Brands Turn to Amazon Search Ads and DSP Amid Tariff Spending Concerns

As companies face economic uncertainty due to tariffs and declining consumer confidence, many advertisers are turning to Amazon for support.

According to data from Pacvue, brands are increasing their daily spending on Amazon’s Sponsored Brands and Sponsored Products ads, as well as its DSP. This increase in investment is a response to fears of a recession, with daily spending on Amazon’s DSP rising by 25.4% compared to the previous year.

Experts believe that Amazon’s e-commerce data and performance tools make it an attractive choice for brands looking to drive growth and maximize their return on ad spend. The popularity of Amazon Prime Video’s ad space is also drawing in advertisers, with spending on Prime Video ads rising by 29% in just one quarter.

Indie media agency Tinuiti reports that the DSP accounts for 34% of Amazon investment among its clients. More brands are recognizing the value of investing in Amazon’s DSP and search ads, with spending on these platforms increasing year-on-year.

Amazon has been actively courting advertisers by offering financial incentives and expanding its inventory through publishing partnerships. This strategy has been successful in capturing a larger share of digital advertising spend, with the top 10 companies accounting for four-fifths of all U.S. advertising revenue in 2024.
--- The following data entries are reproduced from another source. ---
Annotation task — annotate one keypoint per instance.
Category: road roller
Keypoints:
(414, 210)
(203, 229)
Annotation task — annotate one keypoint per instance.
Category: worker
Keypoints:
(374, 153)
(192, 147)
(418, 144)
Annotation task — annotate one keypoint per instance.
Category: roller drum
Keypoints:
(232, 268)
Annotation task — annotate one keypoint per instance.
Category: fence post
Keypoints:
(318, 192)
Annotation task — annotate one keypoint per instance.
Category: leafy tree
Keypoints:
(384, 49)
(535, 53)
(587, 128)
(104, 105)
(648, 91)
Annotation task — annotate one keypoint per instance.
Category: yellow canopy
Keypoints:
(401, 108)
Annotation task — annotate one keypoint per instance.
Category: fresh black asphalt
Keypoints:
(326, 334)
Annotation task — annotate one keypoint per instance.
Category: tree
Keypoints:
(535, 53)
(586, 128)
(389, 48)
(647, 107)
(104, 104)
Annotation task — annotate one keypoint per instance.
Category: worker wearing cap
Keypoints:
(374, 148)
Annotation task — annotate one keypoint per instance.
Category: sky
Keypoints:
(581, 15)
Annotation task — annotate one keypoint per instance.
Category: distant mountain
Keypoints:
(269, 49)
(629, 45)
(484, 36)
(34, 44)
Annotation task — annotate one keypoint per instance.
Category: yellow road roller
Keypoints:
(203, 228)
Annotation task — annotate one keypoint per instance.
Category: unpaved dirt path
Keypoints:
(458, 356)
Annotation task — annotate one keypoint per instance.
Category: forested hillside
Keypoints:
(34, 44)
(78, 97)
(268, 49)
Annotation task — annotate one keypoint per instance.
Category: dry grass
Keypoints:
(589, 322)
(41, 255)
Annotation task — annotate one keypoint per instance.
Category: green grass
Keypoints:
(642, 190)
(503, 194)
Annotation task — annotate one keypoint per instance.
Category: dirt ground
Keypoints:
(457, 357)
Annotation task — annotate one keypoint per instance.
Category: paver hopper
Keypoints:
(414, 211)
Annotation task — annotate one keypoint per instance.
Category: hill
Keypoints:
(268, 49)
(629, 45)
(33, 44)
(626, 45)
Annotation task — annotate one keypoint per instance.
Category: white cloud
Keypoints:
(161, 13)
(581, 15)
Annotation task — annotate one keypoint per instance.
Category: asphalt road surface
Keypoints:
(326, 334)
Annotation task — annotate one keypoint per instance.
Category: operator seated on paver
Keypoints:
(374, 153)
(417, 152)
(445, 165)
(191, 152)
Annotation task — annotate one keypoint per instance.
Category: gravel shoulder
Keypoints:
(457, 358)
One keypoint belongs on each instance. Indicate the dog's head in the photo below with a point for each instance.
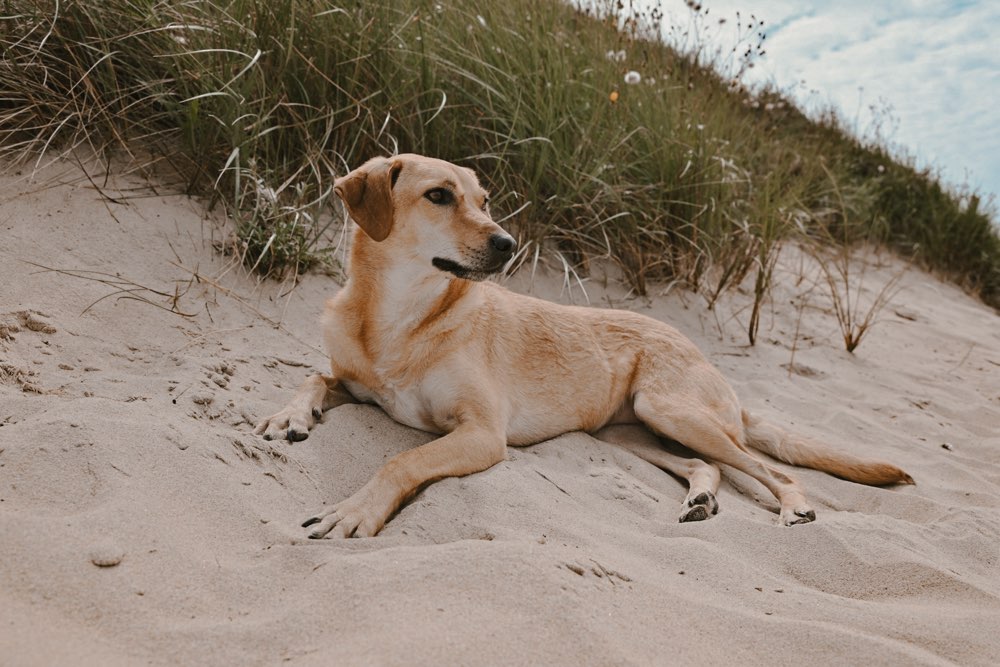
(427, 210)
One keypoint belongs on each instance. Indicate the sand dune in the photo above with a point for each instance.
(125, 439)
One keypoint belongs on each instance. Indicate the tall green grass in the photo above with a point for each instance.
(684, 176)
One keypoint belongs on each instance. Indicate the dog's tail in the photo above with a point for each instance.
(809, 454)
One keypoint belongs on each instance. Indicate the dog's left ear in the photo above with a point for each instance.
(367, 192)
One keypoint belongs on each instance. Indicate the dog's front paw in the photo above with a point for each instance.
(291, 423)
(348, 518)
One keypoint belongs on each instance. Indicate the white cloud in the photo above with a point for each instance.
(935, 63)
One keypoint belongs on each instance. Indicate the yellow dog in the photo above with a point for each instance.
(417, 331)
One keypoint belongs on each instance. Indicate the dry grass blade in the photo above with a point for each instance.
(124, 289)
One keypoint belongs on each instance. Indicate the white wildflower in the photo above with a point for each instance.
(265, 193)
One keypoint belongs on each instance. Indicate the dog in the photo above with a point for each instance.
(418, 331)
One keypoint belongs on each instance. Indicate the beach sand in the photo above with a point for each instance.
(141, 521)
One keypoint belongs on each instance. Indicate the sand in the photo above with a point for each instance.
(141, 521)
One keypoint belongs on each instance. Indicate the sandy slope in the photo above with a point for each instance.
(125, 433)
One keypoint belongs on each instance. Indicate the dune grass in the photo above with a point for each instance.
(683, 176)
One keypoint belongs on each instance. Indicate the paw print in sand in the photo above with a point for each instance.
(19, 320)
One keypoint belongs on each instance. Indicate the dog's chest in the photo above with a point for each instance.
(405, 405)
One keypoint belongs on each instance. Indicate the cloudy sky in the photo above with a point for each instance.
(935, 63)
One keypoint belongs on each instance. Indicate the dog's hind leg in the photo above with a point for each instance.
(702, 478)
(317, 394)
(707, 433)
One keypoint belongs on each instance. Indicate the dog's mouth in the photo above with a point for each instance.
(466, 272)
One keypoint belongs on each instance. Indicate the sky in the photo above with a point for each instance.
(934, 63)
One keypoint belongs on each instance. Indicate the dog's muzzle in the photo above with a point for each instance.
(498, 251)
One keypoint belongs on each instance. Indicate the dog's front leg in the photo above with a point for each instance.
(316, 395)
(469, 448)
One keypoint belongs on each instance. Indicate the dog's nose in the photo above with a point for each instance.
(503, 244)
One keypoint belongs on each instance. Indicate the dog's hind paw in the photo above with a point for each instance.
(797, 516)
(702, 506)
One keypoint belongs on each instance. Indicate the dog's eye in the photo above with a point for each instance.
(440, 196)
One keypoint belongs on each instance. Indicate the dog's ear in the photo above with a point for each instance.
(367, 192)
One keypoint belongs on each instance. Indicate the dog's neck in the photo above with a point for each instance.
(402, 297)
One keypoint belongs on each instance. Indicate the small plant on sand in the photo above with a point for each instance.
(844, 271)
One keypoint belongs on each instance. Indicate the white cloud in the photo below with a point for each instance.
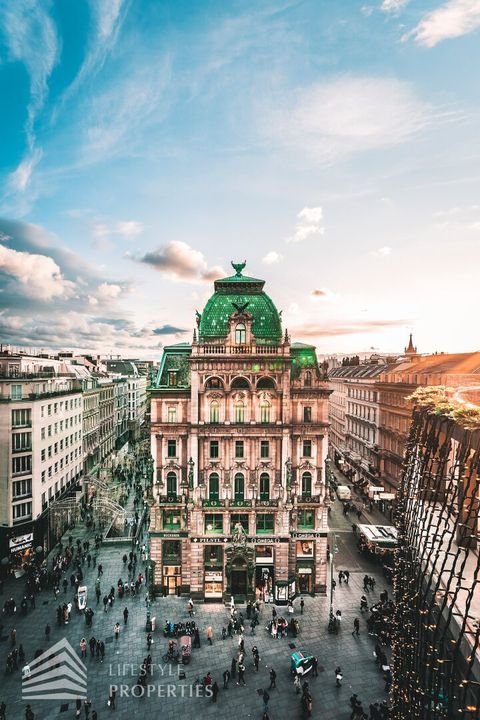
(19, 179)
(384, 251)
(179, 261)
(39, 275)
(350, 114)
(393, 5)
(308, 223)
(272, 257)
(452, 20)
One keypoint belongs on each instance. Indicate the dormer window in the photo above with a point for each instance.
(240, 334)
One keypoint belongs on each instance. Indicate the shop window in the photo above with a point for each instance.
(171, 519)
(307, 448)
(304, 548)
(265, 413)
(264, 486)
(239, 413)
(214, 412)
(213, 555)
(240, 334)
(265, 524)
(213, 486)
(306, 519)
(213, 524)
(172, 485)
(239, 487)
(241, 518)
(171, 551)
(306, 484)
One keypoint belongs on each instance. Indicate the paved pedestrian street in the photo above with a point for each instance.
(170, 696)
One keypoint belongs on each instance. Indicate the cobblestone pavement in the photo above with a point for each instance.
(124, 656)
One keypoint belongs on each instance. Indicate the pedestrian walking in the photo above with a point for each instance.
(266, 698)
(241, 674)
(215, 689)
(338, 676)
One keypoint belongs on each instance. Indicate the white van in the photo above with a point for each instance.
(344, 492)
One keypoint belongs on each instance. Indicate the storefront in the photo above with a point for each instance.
(213, 576)
(264, 573)
(305, 565)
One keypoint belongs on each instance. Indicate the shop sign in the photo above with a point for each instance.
(172, 535)
(22, 542)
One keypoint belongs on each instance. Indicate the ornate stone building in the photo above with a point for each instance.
(239, 439)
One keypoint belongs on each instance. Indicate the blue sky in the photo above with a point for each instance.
(333, 145)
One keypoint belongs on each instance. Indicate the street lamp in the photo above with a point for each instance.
(191, 465)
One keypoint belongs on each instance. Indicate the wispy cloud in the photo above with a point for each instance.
(452, 20)
(384, 251)
(309, 222)
(393, 6)
(272, 257)
(350, 114)
(178, 261)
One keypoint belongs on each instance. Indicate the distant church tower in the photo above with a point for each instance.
(410, 350)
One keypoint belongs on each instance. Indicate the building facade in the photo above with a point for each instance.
(239, 439)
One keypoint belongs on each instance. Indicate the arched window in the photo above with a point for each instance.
(213, 486)
(239, 487)
(172, 484)
(264, 486)
(239, 412)
(306, 484)
(265, 412)
(214, 412)
(240, 334)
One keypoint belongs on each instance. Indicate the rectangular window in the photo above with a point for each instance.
(22, 465)
(213, 524)
(307, 448)
(21, 442)
(238, 518)
(265, 524)
(171, 519)
(21, 418)
(20, 488)
(16, 392)
(22, 510)
(306, 519)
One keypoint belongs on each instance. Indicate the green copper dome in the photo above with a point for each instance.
(236, 293)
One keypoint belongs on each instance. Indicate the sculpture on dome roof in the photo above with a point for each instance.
(238, 267)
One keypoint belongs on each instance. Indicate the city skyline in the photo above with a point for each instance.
(331, 145)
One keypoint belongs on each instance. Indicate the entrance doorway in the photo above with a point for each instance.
(239, 582)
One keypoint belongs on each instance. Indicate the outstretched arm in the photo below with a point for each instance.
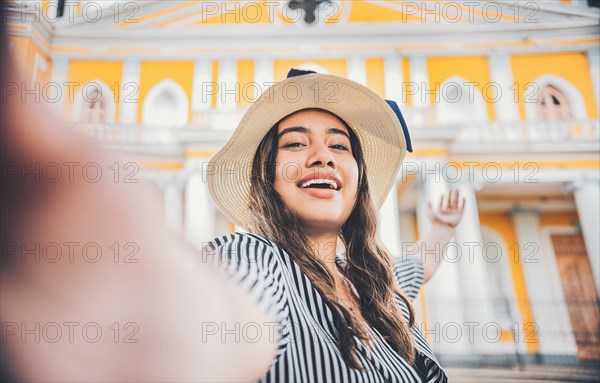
(443, 223)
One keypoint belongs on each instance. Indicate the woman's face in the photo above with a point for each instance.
(316, 173)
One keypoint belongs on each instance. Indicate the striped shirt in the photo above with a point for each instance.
(307, 349)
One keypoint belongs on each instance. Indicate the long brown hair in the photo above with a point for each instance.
(368, 268)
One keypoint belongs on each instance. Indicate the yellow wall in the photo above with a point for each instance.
(474, 69)
(153, 72)
(573, 67)
(503, 225)
(109, 72)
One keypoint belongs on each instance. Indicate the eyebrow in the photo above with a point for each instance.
(301, 129)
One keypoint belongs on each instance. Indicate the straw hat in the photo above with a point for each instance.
(378, 124)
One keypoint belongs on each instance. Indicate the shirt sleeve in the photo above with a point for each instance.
(252, 264)
(409, 273)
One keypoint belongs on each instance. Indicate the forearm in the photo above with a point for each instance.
(431, 246)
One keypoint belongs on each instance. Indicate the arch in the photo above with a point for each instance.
(166, 105)
(458, 103)
(553, 104)
(574, 97)
(94, 103)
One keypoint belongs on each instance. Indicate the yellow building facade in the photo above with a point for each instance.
(502, 101)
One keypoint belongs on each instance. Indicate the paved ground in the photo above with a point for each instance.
(532, 374)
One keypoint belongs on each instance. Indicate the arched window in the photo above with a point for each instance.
(94, 108)
(166, 105)
(553, 104)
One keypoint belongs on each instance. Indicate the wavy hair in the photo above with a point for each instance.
(369, 266)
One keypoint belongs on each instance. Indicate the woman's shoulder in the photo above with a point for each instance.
(243, 247)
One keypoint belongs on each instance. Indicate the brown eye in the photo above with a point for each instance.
(293, 145)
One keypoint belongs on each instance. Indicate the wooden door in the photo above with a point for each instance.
(580, 292)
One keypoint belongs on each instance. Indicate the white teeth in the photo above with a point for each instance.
(332, 183)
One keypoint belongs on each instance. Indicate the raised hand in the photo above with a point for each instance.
(450, 213)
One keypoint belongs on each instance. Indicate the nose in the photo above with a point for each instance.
(321, 155)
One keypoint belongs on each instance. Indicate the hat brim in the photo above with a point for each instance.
(366, 113)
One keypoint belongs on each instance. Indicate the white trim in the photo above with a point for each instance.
(40, 64)
(489, 235)
(576, 100)
(478, 108)
(313, 66)
(183, 106)
(107, 95)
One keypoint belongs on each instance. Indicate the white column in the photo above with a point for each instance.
(419, 81)
(587, 199)
(594, 62)
(389, 223)
(544, 288)
(60, 70)
(356, 70)
(501, 75)
(263, 75)
(130, 85)
(444, 305)
(227, 85)
(475, 290)
(394, 79)
(202, 87)
(200, 211)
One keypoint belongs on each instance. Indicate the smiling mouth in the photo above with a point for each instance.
(320, 184)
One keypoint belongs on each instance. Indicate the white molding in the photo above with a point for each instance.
(576, 100)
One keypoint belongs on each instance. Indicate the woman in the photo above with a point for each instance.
(142, 312)
(324, 153)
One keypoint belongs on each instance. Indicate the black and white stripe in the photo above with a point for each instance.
(307, 351)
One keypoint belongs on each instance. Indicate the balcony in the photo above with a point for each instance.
(490, 136)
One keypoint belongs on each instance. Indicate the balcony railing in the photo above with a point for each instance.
(218, 126)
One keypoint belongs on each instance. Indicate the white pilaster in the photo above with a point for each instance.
(587, 199)
(227, 85)
(202, 88)
(502, 78)
(173, 203)
(419, 81)
(60, 70)
(389, 223)
(129, 94)
(543, 287)
(473, 281)
(263, 76)
(394, 79)
(200, 211)
(594, 62)
(357, 71)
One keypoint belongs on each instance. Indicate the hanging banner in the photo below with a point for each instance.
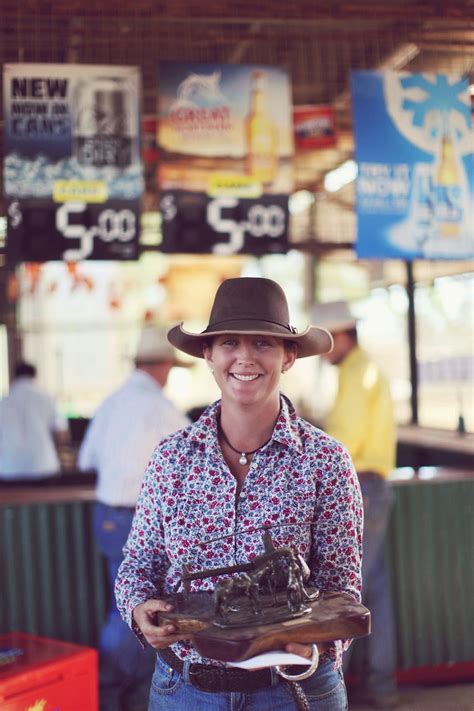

As companies navigate tariff uncertainties and potential budget cuts, lower-funnel channels like Amazon’s search ads are becoming more attractive. Advertisers are focusing on performance-based platforms that offer strong ROI, making Amazon’s advertising business well-positioned for growth.

The rise in search spending on Amazon reflects advertisers’ concerns about tariffs and the need to maintain visibility and engagement with consumers. Despite this, Amazon’s DSP continues to be a top choice for brand marketers looking to drive efficient growth and connect with their target audiences.